Mathieu Boulanger, business development director at inductive mold heating specialist RocTool (Charlotte, N.C., USA and Le Bourget du Lac, France), announced at CompositesWorld's Thermoplastics Composites Conference for Automotive (June 11-12, Novi, Mich., USA) the launch of a new tooling system and molding process that the company says is well-suited for high-volume manufacturing applications.
Called Light Induction Tooling (LIT), Boulanger says the system consists of steel female mold and a silicone male mate. A unidirectional or woven fiber reinforcement (carbon, glass, natural or aramid), either dry or prepreg, is placed in the female mold. If reinforcement is dry, resin is added in powder or film form; resin matrix can be thermoplastic or thermoset
. The silicone male core is then closed and clamped to the female base. Pressure up to 30 bar/420 psi is provided by air injected into the mold as RocTool's inductive heating system ramps up to 280°C/536°F in 45 to 90 seconds, depending on part and material. The same system quickly cools the mold and part via water in another 60 to 120 seconds, for a total cycle time of 105 to 310 seconds.

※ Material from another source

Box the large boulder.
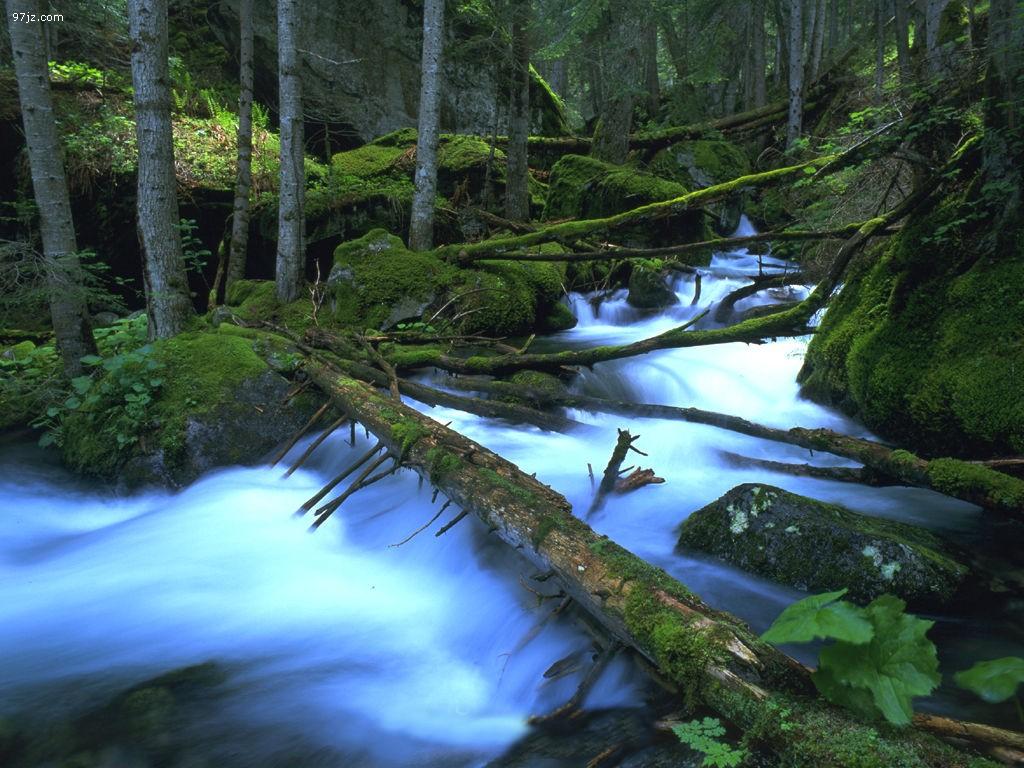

Boulanger says the system requires no preheating, provides a resin-rich surface, requires no resin injection, allows for thin walls and offers good temperature control. Boulanger exhibited at the conference three suitcase shells molded with LIT using carbon, glass and natural fiber infused with PET and PP resin (see photo). Wall thickness of the shells is 1 mm/0.04 inch.
Luggage shells molded with RocTool's LIT system, using natural, carbon and glass fiber reinforcement with thermoplastic resin matrix.